Críticas à cultura organizacional e processos decisórios

"A falha mais preocupante revelada por esta investigação não está relacionada ao hardware", declarou Isaacman. "Está no processo de tomada de decisão e na liderança que, se não forem corrigidos, podem criar uma cultura incompatível com voos espaciais tripulados." O administrador enfatizou que o relatório será tratado com a máxima seriedade e que "haverá responsabilização" pelos erros identificados.

Quanto ao futuro das missões tripuladas, a SpaceX deverá manter sua posição como principal parceira da NASA até que todos os problemas da Starliner sejam completamente resolvidos pela Boeing. Esta decisão reflete a necessidade de garantir máxima segurança para os astronautas em futuras expedições espaciais.
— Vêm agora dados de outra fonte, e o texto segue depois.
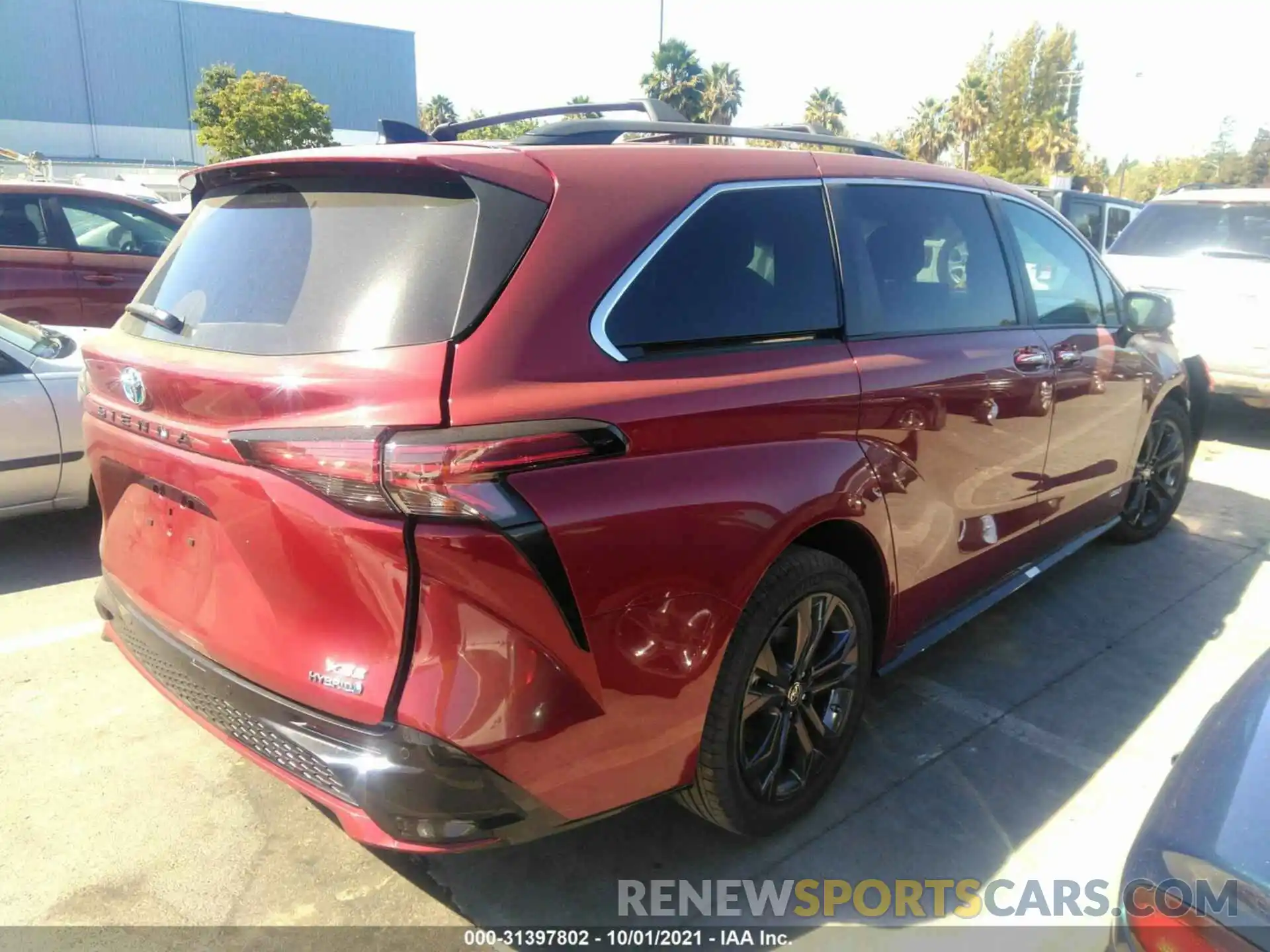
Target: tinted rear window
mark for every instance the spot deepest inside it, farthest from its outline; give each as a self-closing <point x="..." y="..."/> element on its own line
<point x="749" y="263"/>
<point x="1171" y="229"/>
<point x="319" y="266"/>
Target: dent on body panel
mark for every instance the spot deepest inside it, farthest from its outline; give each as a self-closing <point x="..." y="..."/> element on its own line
<point x="956" y="456"/>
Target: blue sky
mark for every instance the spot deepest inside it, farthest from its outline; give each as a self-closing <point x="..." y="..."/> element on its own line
<point x="1198" y="61"/>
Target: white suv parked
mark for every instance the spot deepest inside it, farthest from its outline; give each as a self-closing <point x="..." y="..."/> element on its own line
<point x="1209" y="252"/>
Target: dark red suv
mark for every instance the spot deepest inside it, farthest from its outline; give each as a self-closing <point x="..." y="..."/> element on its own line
<point x="71" y="255"/>
<point x="476" y="491"/>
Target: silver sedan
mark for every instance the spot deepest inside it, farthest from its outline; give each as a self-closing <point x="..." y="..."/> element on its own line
<point x="42" y="463"/>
Resposta da Boeing e compromissos de correção

Em resposta ao relatório da NASA, a Boeing divulgou um comunicado oficial no qual afirma que seguirá adiante com as correções necessárias. "Nos 18 meses desde o nosso voo de teste, a Boeing fez progressos substanciais nas ações corretivas para os desafios técnicos que encontramos e promoveu mudanças culturais significativas em toda a equipe", diz o texto.
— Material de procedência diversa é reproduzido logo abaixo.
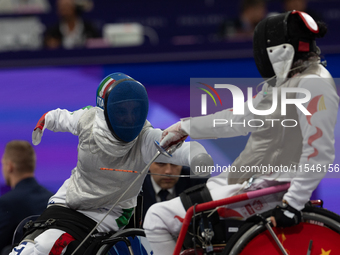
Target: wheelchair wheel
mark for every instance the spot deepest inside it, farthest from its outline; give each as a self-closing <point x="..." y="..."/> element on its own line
<point x="319" y="232"/>
<point x="126" y="242"/>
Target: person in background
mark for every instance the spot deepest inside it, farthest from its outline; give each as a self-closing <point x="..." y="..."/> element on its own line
<point x="72" y="31"/>
<point x="242" y="28"/>
<point x="158" y="188"/>
<point x="27" y="196"/>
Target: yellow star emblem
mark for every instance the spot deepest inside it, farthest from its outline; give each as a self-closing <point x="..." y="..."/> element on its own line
<point x="323" y="252"/>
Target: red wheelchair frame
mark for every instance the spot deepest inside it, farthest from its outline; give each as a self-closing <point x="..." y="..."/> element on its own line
<point x="321" y="217"/>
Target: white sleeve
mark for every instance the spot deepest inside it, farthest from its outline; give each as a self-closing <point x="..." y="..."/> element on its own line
<point x="61" y="120"/>
<point x="182" y="156"/>
<point x="221" y="124"/>
<point x="318" y="139"/>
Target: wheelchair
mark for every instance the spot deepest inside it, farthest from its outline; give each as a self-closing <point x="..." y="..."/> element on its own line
<point x="318" y="233"/>
<point x="129" y="241"/>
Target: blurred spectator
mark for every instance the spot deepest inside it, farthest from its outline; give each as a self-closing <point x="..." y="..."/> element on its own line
<point x="24" y="6"/>
<point x="27" y="197"/>
<point x="242" y="28"/>
<point x="301" y="5"/>
<point x="72" y="31"/>
<point x="157" y="188"/>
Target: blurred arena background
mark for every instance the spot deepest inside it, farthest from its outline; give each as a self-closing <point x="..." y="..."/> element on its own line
<point x="162" y="44"/>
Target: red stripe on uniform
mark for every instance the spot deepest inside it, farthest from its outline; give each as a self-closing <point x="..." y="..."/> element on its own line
<point x="61" y="243"/>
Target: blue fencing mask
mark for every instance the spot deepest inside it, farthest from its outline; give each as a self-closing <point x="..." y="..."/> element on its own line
<point x="126" y="108"/>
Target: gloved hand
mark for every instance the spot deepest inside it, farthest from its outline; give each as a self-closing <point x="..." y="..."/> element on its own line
<point x="172" y="135"/>
<point x="201" y="165"/>
<point x="285" y="216"/>
<point x="38" y="130"/>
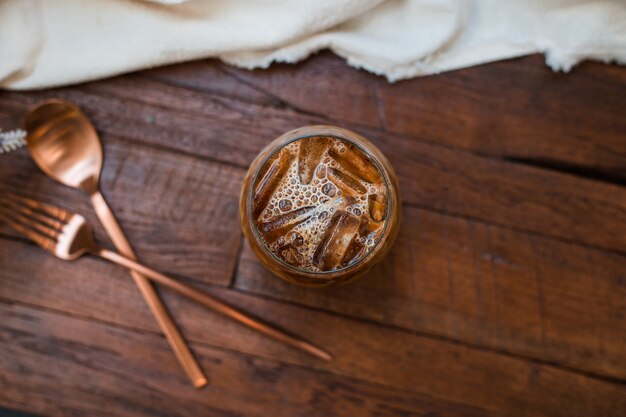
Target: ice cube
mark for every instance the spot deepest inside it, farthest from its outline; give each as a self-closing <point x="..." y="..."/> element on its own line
<point x="354" y="251"/>
<point x="356" y="163"/>
<point x="346" y="182"/>
<point x="288" y="252"/>
<point x="377" y="206"/>
<point x="311" y="150"/>
<point x="334" y="244"/>
<point x="271" y="173"/>
<point x="282" y="224"/>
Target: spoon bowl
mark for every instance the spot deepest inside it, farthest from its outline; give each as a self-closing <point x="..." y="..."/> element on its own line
<point x="64" y="144"/>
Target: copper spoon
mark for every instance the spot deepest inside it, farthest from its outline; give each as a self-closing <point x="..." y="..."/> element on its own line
<point x="66" y="146"/>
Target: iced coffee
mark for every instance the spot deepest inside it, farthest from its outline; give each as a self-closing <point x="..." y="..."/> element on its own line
<point x="320" y="201"/>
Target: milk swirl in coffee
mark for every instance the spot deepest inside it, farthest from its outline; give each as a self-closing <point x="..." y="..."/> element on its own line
<point x="320" y="204"/>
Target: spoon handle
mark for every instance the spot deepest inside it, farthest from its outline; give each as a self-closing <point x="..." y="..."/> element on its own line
<point x="214" y="304"/>
<point x="169" y="328"/>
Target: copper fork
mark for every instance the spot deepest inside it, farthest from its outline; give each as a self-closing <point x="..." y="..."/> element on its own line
<point x="69" y="236"/>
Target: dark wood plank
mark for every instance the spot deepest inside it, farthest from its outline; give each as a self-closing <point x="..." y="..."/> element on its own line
<point x="488" y="286"/>
<point x="396" y="359"/>
<point x="59" y="365"/>
<point x="433" y="177"/>
<point x="516" y="109"/>
<point x="180" y="213"/>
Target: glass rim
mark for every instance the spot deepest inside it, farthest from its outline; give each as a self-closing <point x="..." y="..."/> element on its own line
<point x="306" y="271"/>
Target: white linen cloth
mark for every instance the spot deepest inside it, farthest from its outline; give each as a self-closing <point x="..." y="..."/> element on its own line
<point x="46" y="43"/>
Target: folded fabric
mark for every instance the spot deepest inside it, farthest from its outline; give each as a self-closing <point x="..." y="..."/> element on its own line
<point x="50" y="43"/>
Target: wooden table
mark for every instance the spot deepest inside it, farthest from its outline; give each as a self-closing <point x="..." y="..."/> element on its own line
<point x="505" y="293"/>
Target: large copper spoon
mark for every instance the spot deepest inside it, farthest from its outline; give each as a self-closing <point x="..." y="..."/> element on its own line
<point x="65" y="145"/>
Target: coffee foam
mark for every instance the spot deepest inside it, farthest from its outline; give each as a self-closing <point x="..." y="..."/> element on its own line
<point x="326" y="197"/>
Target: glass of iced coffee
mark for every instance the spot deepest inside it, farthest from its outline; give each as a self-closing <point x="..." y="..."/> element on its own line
<point x="320" y="206"/>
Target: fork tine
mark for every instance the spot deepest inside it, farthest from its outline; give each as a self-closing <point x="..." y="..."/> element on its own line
<point x="19" y="226"/>
<point x="21" y="215"/>
<point x="55" y="212"/>
<point x="17" y="205"/>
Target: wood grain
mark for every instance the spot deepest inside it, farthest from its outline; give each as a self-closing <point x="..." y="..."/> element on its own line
<point x="504" y="295"/>
<point x="466" y="280"/>
<point x="54" y="363"/>
<point x="516" y="109"/>
<point x="431" y="176"/>
<point x="363" y="351"/>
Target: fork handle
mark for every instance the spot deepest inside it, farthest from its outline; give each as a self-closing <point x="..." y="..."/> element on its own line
<point x="213" y="303"/>
<point x="186" y="359"/>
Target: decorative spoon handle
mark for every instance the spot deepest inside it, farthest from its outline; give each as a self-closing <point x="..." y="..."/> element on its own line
<point x="214" y="304"/>
<point x="169" y="328"/>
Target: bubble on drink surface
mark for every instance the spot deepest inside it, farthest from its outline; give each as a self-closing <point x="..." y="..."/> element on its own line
<point x="285" y="205"/>
<point x="329" y="189"/>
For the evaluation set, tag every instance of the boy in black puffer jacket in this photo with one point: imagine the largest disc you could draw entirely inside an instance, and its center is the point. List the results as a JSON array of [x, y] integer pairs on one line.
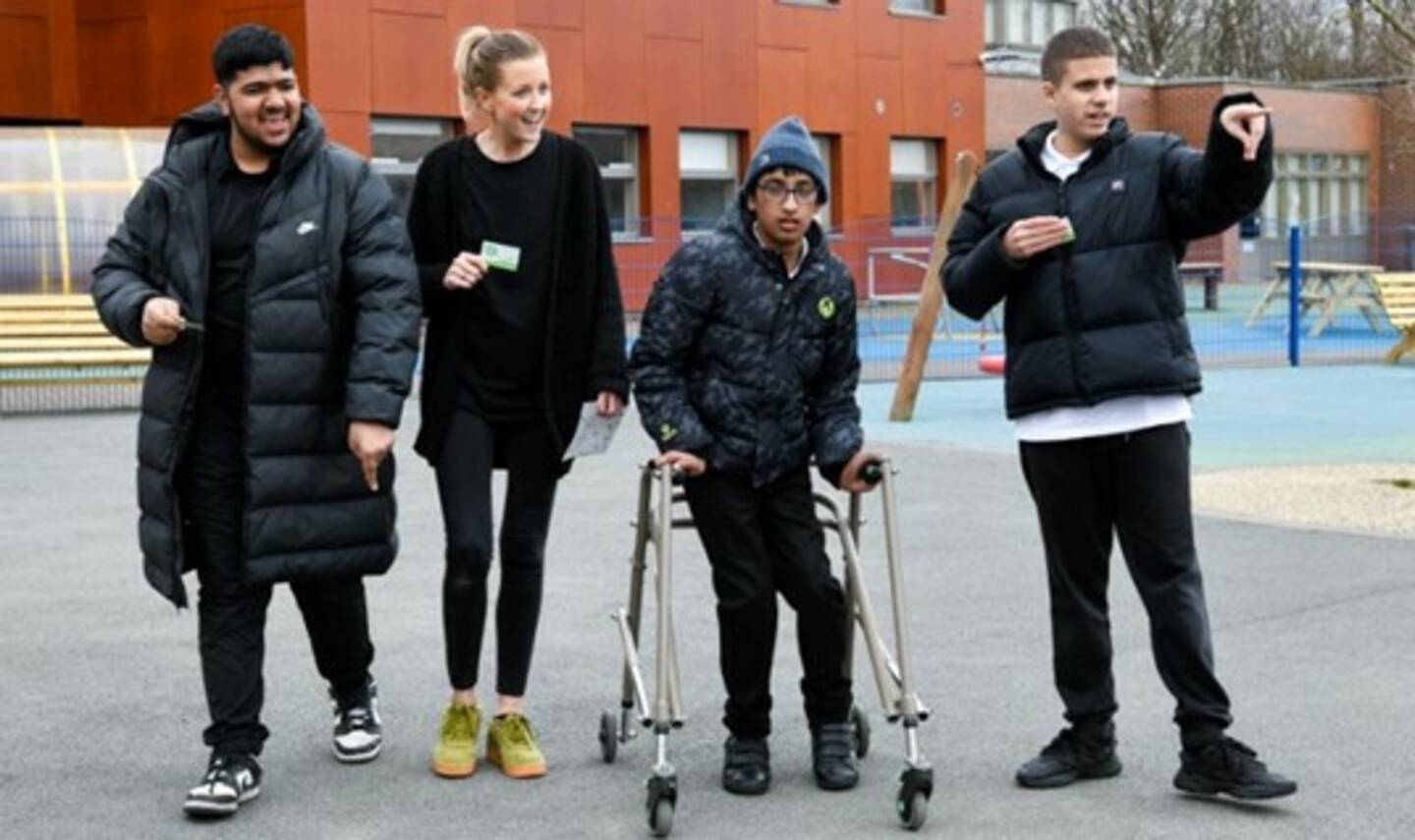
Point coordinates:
[[1079, 231], [745, 367]]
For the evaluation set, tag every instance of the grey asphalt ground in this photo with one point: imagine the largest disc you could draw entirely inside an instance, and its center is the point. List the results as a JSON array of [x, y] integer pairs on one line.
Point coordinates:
[[102, 704]]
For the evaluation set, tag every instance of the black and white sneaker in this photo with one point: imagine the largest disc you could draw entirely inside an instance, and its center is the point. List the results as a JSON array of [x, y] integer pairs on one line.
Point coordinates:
[[230, 781], [359, 731]]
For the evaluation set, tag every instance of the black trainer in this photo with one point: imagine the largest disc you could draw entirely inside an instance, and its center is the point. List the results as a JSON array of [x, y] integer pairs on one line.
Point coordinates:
[[359, 731], [746, 766], [1230, 766], [1070, 758], [230, 781], [832, 756]]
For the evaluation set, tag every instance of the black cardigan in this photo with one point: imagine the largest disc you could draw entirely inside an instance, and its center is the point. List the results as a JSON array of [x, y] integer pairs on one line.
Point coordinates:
[[585, 318]]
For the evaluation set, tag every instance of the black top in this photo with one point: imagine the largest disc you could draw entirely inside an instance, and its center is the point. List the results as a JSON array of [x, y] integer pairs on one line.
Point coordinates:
[[584, 334], [504, 348], [234, 199]]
A empresa acrescentou que o relatório da NASA "reforçará nossos esforços ao longo do tempo para fortalecer nosso trabalho e o de todos os Parceiros do Programa de Tripulação Comercial, em apoio à missão e à segurança da tripulação — que é e sempre será nossa maior prioridade."

O caso da Starliner representa um marco importante na avaliação de segurança das missões espaciais contemporâneas, destacando a complexidade dos voos tripulados e a necessidade de rigorosos protocolos de segurança em todas as etapas do desenvolvimento e operação de veículos espaciais.